HEARTH/HOGAR is a real-time window onto Earth, drawn from images sent every ten minutes by the GOES geostationary satellite. Those satellite images have something removed from them: atmospheric scattering, filtered out to protect the sensors from direct solar exposure. The work adds it back: the blue haze, the warm luminescence at the Earth's edges, the quality that makes the planet look alive and breathable. What you see is not raw instrument data. It is Earth as it would appear from that orbit to a human eye: the clouds drifting slowly as the frames are interpolated into continuous motion, the terminator advancing, the atmosphere glowing at its rim.

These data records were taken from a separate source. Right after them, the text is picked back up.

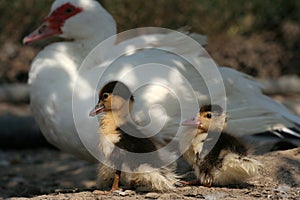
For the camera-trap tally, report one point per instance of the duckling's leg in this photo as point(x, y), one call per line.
point(115, 185)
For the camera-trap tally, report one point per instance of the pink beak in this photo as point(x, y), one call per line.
point(191, 122)
point(99, 108)
point(43, 31)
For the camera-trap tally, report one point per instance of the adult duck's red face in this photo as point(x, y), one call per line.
point(53, 24)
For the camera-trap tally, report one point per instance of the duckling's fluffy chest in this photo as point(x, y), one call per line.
point(108, 135)
point(195, 148)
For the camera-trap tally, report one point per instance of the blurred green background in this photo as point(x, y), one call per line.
point(259, 37)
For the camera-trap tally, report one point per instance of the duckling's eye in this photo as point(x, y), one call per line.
point(208, 116)
point(69, 10)
point(105, 96)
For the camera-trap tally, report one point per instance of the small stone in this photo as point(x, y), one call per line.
point(152, 195)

The title holds two languages at once: hearth, the English word for the fire at the center of a home, warmth, the place you return to; and hogar, its Spanish equivalent, which carries the same meaning but also the specific weight of belonging, of the place that is unambiguously yours. The planet the satellite shows does not divide into hogar and not-hogar. It is all hearth, all home, all the way to the edge of the atmosphere.
That was the thought I kept returning to during those nesting months: that the small home I was tending was continuous with the one turning slowly in the image. The same ground, seen from different altitudes.